Second, I anticipate significant advancements in image and video generation. The recently released FLUX model for image generation has demonstrated incredible results and garnered strong enthusiasm within the AI community. The release of video generation model APIs by providers like Runway and Kling will finally allow AI developers worldwide to integrate video generation capabilities into their products.
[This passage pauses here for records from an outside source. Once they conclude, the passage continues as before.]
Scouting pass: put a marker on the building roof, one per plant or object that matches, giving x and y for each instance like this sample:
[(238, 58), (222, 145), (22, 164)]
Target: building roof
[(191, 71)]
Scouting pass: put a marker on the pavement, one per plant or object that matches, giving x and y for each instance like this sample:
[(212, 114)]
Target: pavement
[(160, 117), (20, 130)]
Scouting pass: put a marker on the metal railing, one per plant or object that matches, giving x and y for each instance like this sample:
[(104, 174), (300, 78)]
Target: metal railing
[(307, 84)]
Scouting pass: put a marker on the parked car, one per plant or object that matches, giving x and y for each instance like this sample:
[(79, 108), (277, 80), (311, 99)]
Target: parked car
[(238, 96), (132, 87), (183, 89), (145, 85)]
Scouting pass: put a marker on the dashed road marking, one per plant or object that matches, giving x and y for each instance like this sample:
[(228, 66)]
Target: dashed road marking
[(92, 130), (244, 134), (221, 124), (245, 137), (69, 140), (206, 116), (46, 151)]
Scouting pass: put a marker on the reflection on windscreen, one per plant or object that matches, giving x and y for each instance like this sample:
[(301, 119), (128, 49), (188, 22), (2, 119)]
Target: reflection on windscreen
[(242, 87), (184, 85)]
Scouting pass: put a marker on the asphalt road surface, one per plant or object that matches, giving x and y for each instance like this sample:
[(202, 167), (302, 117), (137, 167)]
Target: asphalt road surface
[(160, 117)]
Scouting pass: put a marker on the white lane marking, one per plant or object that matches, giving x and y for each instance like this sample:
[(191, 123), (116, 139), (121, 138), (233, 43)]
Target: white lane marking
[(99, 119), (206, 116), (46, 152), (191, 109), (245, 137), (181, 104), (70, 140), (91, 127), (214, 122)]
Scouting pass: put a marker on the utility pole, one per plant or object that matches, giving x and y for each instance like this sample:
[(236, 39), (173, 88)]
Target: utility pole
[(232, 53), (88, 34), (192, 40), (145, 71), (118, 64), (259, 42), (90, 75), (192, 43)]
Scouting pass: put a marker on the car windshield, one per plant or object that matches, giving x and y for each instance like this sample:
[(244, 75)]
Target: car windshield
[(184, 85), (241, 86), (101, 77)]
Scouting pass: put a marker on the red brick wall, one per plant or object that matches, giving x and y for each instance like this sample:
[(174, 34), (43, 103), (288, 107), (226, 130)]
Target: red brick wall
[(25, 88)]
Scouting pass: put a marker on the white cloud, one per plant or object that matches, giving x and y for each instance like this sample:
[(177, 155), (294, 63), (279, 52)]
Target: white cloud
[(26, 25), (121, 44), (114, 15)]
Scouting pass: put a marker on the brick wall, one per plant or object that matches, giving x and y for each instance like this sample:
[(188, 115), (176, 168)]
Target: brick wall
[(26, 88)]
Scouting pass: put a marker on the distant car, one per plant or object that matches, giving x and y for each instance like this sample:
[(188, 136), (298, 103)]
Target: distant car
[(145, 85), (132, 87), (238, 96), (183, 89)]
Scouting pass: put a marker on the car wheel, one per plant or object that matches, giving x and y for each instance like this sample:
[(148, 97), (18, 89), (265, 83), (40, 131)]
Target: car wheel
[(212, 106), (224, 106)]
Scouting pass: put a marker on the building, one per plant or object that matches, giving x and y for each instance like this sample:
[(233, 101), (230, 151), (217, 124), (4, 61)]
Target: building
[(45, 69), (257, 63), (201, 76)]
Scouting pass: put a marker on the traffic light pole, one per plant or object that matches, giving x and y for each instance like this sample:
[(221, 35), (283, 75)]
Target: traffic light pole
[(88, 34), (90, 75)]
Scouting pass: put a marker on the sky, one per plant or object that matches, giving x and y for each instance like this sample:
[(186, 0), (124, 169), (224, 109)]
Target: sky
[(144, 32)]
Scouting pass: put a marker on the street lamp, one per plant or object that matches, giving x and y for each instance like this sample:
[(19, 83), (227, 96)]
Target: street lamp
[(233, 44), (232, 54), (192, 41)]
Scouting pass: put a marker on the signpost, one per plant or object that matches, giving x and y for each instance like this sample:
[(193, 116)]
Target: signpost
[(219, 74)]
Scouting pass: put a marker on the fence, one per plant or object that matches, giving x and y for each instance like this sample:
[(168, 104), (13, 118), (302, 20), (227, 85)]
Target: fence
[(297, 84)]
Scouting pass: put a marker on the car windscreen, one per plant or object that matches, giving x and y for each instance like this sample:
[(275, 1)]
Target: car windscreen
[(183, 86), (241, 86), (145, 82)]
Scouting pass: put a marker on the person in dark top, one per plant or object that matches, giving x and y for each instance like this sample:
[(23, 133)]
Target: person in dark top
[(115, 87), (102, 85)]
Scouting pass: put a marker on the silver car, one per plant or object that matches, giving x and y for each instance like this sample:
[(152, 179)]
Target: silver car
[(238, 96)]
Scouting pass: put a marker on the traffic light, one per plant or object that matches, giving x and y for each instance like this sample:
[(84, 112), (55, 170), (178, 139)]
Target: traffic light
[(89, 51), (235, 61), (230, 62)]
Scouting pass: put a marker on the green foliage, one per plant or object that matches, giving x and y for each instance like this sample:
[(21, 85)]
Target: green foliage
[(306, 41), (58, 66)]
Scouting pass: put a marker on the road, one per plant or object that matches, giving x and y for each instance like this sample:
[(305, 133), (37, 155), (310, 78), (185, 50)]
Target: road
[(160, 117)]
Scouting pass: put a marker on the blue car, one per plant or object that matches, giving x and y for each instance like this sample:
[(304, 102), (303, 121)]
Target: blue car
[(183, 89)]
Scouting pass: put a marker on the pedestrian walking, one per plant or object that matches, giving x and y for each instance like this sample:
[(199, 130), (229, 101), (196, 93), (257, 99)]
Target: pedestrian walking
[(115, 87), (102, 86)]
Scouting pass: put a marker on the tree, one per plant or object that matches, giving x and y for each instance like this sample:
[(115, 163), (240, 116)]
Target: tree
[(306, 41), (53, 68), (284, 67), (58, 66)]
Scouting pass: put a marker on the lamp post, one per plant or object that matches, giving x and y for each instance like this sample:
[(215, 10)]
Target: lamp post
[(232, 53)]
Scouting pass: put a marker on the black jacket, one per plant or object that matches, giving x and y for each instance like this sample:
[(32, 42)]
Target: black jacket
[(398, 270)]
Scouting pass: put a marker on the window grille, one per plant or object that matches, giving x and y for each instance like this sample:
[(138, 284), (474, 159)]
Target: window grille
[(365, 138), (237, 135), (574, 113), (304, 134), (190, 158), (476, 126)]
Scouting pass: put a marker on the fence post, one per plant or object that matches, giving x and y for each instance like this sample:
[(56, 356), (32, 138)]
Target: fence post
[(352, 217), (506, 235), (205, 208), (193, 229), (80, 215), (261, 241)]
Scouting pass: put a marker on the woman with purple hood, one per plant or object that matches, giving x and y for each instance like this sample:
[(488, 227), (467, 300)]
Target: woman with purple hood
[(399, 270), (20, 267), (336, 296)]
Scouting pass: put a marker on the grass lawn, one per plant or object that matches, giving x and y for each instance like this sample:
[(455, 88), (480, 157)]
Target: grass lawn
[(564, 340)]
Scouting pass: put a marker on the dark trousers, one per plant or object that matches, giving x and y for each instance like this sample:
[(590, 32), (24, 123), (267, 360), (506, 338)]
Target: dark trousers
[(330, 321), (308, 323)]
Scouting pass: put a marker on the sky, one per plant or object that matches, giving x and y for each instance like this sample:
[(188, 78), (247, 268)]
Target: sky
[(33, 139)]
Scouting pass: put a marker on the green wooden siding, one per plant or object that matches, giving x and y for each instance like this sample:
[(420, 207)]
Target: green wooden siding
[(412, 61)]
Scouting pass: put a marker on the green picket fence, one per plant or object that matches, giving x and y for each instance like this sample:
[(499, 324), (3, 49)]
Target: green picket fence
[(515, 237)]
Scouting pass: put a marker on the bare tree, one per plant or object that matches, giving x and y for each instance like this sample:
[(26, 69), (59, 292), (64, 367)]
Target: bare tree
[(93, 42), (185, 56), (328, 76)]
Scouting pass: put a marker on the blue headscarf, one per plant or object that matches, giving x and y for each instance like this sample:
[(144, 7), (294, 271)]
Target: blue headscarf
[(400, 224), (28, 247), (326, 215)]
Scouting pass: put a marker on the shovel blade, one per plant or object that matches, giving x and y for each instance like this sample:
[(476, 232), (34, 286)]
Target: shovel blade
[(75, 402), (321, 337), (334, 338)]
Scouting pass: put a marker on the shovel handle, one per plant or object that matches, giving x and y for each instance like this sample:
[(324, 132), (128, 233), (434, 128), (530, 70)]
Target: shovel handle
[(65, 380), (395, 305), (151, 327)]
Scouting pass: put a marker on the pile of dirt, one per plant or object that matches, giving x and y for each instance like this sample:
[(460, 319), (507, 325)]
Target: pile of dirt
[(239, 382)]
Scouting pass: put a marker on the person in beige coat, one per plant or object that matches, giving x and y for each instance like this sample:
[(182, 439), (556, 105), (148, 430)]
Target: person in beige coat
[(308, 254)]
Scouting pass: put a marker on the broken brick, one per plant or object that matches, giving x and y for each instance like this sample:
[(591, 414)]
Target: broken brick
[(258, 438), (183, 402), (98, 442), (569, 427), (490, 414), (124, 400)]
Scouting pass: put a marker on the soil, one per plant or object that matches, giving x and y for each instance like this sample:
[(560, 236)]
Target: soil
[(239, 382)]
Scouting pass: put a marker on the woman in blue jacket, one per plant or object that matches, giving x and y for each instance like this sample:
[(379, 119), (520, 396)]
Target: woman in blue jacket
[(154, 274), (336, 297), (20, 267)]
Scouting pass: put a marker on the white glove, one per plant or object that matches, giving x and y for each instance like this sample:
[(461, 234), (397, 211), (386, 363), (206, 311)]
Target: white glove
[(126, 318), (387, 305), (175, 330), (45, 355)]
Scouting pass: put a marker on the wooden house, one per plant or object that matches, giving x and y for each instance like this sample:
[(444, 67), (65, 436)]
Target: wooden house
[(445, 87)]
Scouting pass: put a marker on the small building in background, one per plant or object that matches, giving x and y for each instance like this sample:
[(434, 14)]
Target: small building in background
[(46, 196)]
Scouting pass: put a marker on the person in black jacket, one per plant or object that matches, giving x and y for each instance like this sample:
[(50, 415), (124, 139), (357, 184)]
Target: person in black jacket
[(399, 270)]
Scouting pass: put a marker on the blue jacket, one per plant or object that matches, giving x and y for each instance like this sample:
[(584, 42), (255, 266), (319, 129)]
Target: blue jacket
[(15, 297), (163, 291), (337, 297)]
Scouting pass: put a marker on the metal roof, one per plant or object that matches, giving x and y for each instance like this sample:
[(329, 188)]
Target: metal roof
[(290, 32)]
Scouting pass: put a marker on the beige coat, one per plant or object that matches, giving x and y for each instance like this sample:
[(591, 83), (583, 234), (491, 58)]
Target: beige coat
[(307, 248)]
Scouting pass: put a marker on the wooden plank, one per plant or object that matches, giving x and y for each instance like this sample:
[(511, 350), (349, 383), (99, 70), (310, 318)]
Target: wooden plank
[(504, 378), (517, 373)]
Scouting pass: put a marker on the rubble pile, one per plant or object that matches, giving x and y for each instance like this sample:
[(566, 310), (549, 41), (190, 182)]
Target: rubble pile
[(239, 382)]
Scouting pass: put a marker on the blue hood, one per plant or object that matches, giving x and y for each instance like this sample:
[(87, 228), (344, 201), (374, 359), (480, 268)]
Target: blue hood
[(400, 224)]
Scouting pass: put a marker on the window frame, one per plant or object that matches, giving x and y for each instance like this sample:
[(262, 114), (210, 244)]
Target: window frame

I expect this sector to experience tremendous growth, with new models and products emerging for applications in fields ranging from cinema to consumer apps and graphic design.
If you could envision AI five to ten years from now, what advancements or changes do you think will define the field?
Since my expertise is in efficient AI and on-device deployment, I’ll focus on my vision for the future in this area.
I foresee the mass adoption of on-device LLMs and the shift of LLM use cases from cloud GPUs to user devices. For users, this will mean enhanced data security and a fully integrated experience with their devices, making LLM capabilities as familiar as auto-correct is today. However, there will still be cases requiring cloud-based processing, either for known applications or new, yet-to-be-discovered scenarios.
I also anticipate the emergence of specialized AI hardware. This will include dedicated hardware for training clusters, GPU-like architectures for cloud AI inference, and specialized mobile chips for on-device AI. Additionally, I expect to see optimized hardware for generative neural networks tailored to image and video generation applications.